Milli duygularımın ifadesidir buraya kadar yazdığım.
Gelelim mantığımın dediklerine.
Evet, adı her ne kadar Dornier olsa bile Türkiye'de üretilecek olması heyecan verici. Yukarıda bahsettiğim ve fakat bir türlü şans verilmeyen mühendislerimiz aynı çatı altında buluşup çalışabilecekler.
TRJ628 İnşallah sadece siyasi reklamda kalmaz. İnşallah lanse edenlerin mahçup olmayacağı bir girişim olur.

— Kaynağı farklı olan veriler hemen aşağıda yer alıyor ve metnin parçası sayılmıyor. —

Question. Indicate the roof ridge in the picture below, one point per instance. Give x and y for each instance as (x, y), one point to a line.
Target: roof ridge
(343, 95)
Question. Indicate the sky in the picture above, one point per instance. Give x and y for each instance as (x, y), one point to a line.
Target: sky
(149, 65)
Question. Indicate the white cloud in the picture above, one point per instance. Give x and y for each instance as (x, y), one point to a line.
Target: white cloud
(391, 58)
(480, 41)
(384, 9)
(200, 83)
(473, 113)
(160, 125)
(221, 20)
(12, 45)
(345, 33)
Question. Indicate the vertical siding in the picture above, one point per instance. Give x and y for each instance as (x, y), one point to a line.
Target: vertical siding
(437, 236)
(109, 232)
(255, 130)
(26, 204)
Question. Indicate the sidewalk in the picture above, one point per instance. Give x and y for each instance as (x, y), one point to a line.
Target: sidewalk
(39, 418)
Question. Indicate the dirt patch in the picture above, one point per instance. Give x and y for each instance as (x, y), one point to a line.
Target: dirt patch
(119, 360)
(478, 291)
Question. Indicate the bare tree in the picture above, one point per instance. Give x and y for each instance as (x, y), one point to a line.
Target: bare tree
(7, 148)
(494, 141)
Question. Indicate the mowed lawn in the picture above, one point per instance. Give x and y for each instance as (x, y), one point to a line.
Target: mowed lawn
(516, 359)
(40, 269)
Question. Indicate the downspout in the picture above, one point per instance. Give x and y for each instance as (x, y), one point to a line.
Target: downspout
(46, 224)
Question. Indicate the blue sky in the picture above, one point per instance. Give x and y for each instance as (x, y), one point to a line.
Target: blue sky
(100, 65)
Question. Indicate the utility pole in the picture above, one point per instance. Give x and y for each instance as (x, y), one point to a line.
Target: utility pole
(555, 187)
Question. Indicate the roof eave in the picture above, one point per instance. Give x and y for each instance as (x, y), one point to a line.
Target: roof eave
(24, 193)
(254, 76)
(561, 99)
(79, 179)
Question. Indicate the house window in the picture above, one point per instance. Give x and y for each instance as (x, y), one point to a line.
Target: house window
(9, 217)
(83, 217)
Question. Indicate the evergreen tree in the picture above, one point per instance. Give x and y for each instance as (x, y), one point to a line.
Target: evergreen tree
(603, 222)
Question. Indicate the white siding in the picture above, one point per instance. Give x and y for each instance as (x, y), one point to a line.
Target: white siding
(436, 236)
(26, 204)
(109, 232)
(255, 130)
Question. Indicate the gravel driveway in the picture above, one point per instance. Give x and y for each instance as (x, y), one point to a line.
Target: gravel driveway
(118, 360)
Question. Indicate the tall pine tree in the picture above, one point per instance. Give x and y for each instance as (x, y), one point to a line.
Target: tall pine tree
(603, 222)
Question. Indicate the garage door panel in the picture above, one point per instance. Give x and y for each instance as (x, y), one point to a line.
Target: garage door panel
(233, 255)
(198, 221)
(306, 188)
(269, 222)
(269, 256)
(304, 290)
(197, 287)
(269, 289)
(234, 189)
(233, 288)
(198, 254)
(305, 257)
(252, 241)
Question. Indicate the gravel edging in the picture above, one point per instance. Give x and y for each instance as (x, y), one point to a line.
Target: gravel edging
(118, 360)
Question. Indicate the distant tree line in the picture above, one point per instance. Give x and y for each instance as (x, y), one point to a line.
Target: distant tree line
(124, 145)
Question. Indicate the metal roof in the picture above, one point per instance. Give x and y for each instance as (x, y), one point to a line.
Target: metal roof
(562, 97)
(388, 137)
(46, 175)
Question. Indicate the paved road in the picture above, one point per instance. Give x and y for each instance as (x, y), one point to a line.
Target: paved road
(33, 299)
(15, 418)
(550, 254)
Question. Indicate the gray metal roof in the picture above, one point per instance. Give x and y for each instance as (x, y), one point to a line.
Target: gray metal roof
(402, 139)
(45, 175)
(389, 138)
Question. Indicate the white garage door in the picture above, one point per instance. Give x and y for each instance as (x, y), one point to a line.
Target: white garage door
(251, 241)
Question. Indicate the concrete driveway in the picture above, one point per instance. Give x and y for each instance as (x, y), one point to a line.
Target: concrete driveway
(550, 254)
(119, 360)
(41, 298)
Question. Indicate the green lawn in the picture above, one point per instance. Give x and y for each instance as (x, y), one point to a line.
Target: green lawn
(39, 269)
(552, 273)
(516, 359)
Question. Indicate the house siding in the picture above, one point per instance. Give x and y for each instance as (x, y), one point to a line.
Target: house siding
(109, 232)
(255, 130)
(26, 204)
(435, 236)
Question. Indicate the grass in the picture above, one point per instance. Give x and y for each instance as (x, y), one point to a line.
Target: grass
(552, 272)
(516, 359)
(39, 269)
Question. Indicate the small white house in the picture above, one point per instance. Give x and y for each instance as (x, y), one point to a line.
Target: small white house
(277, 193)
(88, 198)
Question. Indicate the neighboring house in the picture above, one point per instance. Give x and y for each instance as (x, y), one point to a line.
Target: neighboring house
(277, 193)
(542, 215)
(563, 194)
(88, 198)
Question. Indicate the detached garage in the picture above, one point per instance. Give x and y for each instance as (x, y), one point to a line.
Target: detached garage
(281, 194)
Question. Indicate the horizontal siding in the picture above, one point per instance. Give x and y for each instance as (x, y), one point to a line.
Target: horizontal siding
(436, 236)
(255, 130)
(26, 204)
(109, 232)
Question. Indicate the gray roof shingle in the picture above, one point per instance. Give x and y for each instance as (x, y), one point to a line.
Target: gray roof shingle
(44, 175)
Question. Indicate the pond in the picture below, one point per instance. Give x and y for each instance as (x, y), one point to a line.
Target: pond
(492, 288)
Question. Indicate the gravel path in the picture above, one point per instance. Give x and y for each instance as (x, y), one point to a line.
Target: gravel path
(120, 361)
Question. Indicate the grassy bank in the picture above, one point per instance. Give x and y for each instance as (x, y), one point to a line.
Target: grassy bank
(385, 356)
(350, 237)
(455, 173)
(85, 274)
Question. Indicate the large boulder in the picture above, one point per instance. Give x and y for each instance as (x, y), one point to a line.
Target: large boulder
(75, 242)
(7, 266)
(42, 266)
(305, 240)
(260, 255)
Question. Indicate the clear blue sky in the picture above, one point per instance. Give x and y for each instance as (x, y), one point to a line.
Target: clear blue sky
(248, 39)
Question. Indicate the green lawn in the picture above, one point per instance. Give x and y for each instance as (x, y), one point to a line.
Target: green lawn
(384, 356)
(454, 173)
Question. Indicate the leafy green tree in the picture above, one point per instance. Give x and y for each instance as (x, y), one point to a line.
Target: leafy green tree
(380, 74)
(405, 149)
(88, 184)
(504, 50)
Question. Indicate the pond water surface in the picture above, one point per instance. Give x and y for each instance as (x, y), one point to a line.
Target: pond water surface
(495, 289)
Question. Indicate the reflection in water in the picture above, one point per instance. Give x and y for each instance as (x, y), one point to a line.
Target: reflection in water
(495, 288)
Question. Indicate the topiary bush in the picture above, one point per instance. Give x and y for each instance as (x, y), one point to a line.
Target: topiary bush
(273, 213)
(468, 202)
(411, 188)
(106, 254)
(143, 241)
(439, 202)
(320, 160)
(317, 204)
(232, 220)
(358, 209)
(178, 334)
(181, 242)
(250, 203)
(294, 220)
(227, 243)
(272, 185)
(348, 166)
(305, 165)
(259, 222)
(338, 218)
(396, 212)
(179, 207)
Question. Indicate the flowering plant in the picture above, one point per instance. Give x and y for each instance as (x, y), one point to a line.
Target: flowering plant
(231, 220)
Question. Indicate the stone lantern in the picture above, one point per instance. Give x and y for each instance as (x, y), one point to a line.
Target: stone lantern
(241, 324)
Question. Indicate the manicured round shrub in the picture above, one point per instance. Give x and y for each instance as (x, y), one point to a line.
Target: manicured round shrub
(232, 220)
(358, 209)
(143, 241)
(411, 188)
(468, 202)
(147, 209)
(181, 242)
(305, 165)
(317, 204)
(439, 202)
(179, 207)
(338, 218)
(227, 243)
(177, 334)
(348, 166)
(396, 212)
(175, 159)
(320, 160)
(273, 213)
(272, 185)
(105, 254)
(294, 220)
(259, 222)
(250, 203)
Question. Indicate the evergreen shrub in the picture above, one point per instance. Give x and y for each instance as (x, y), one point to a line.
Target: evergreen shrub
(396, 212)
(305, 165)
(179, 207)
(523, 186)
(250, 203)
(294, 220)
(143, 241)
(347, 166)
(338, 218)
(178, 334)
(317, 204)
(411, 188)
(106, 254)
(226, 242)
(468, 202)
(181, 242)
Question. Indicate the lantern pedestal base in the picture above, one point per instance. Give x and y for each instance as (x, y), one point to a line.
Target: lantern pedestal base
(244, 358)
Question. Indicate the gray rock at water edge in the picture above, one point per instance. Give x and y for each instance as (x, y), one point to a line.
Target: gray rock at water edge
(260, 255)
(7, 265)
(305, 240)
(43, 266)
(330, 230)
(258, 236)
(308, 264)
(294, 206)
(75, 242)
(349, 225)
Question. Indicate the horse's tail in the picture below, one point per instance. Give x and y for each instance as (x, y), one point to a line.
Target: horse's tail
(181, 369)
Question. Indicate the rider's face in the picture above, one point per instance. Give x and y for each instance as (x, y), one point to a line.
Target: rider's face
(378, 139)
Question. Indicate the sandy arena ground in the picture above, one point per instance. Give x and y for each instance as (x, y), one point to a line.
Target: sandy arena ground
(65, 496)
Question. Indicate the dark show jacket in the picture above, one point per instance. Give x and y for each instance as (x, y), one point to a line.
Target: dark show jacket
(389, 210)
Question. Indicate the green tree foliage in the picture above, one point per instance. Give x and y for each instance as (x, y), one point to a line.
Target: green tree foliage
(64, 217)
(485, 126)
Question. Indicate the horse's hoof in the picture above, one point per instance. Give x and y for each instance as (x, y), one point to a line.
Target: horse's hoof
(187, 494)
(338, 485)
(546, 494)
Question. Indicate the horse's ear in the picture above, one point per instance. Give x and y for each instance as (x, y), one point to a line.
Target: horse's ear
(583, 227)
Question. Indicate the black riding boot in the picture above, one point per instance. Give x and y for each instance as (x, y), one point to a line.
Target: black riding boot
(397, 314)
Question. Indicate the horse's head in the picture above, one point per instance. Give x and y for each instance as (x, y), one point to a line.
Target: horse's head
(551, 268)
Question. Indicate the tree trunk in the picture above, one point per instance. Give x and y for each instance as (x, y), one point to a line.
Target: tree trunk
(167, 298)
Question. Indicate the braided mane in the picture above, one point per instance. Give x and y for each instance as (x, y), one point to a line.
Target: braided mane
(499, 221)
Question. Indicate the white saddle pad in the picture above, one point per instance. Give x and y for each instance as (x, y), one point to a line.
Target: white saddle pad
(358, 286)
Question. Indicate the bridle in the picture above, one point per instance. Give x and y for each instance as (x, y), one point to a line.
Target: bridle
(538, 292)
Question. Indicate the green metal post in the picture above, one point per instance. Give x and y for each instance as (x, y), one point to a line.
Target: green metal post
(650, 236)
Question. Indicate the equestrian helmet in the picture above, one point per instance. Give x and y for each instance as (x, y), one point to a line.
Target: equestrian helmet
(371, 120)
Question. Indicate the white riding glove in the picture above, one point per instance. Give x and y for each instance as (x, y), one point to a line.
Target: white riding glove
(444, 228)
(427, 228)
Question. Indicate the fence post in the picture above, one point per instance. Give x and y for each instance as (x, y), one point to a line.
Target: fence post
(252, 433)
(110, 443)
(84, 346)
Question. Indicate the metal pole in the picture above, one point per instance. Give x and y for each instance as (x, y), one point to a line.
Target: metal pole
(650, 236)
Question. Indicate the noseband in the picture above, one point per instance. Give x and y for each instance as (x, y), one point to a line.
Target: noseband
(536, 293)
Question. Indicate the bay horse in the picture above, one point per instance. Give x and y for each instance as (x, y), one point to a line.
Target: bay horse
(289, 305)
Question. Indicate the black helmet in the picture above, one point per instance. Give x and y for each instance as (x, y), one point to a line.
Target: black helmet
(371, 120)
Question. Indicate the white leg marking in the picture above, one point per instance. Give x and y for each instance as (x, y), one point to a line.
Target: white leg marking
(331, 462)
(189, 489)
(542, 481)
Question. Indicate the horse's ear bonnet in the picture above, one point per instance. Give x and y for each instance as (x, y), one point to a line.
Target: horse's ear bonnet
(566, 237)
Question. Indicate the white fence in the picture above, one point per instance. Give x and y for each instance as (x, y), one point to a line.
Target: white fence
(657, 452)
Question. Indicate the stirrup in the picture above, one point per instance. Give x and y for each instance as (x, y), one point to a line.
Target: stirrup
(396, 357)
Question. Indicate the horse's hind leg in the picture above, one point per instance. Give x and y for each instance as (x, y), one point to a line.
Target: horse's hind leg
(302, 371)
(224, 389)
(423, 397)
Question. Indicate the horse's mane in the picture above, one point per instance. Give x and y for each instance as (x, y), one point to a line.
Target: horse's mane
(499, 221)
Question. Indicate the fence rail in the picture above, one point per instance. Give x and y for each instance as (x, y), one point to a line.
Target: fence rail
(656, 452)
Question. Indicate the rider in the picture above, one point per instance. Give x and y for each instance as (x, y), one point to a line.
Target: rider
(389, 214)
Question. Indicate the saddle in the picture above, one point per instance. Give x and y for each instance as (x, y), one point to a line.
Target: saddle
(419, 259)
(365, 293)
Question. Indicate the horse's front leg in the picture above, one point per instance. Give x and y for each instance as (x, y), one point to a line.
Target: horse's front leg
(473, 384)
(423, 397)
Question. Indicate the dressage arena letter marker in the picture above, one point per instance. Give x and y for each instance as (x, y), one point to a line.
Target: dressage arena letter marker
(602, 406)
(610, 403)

Üretim tesisi falan kurmaya da gerek yok. Eski HABOM yeni THY Teknik bu uçağın üretim tesisi olarak biçilmiş kaftan gibi. O yüzden bir de üretim tesisi kurmak için para harcamanın zaman harcamakla eş değer olduğunu bilmek gerek.
Fransa Toulouse'deki ATR tesislerini gördük. Dökük bir üretim hattı var. Bizde en modern şekilde yapılmış tesisler var. Buraları kullanırsak zamanı kazanır, yapmak istediğimizi de yaparız.
Karşı değilim. Lakin "ah keşke bizim, her şeyi ile bizim olaydı" dememe de kimse bir laf edemez.
İşte bu yüzden yukarıda isimlerini saydığım ölümsüz havacılarımızın "kemikleri sızlıyor" diyorum.